Los primeros informes policiales respaldaron la hipótesis accidental. Incluso, en enero de 2025, una jueza de Martorell archivó provisionalmente la causa al no encontrar indicios de delito. Sin embargo, el expediente nunca quedó cerrado de forma definitiva y podía reabrirse si aparecían nuevos elementos.
Eso ocurrió en marzo de 2025, cuando los Mossos d'Esquadra decidieron profundizar la investigación tras detectar supuestas inconsistencias entre el relato de Jonathan Andic y los resultados de la inspección ocular realizada en el lugar de la caída. A partir de entonces, el caso avanzó bajo estricto secreto de sumario.
Investigación abierta
Durante los meses siguientes, los investigadores regresaron varias veces al escenario de la muerte y elaboraron nuevos informes técnicos. Aunque inicialmente seguían sin hallar pruebas concluyentes de criminalidad, las dudas crecían alrededor de las circunstancias exactas del fallecimiento.
En julio de 2025, mientras la investigación seguía abierta, se formalizó la distribución de la herencia de Isak Andic. Sus tres hijos —Jonathan, Sarah y Judith— se repartieron en partes iguales la propiedad y los cargos de las sociedades del grupo empresarial. El fundador controlaba el 95% de las acciones de Mango, mientras que el 5% restante estaba en manos del actual presidente de la compañía, Toni Ruiz.
El giro más impactante llegó en octubre de 2025, cuando la Policía empezó a trabajar oficialmente bajo la hipótesis de homicidio.

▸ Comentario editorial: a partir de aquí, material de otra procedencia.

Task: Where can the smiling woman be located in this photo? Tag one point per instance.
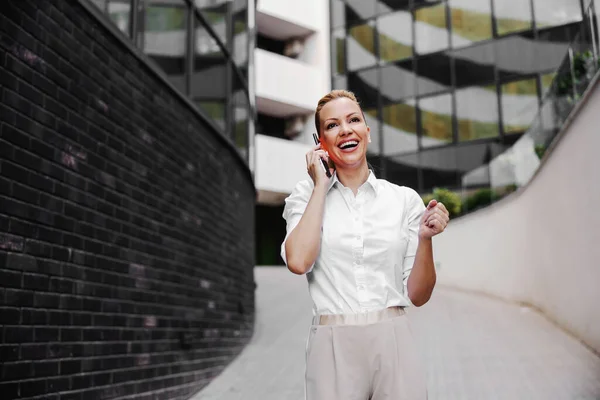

La investigación tomó una nueva dimensión y terminó con la detención este martes de Jonathan Andic, de 45 años, acusado de haber “planificado” la muerte de su padre durante aquella excursión en la montaña.
Tras declarar ante la magistrada, Jonathan Andic quedó en libertad provisional luego de pagar una fianza de un millón de euros. La jueza le atribuye un delito de homicidio al considerar que existen indicios de una “participación activa y premeditada” en la muerte del empresario.
Los resultados de la autopsia
La resolución judicial sostiene que los resultados de la autopsia prácticamente descartan que la caída haya sido consecuencia de un resbalón o un accidente fortuito. Además, la magistrada remarca que Jonathan había visitado la zona en tres ocasiones previas durante los días anteriores al hecho.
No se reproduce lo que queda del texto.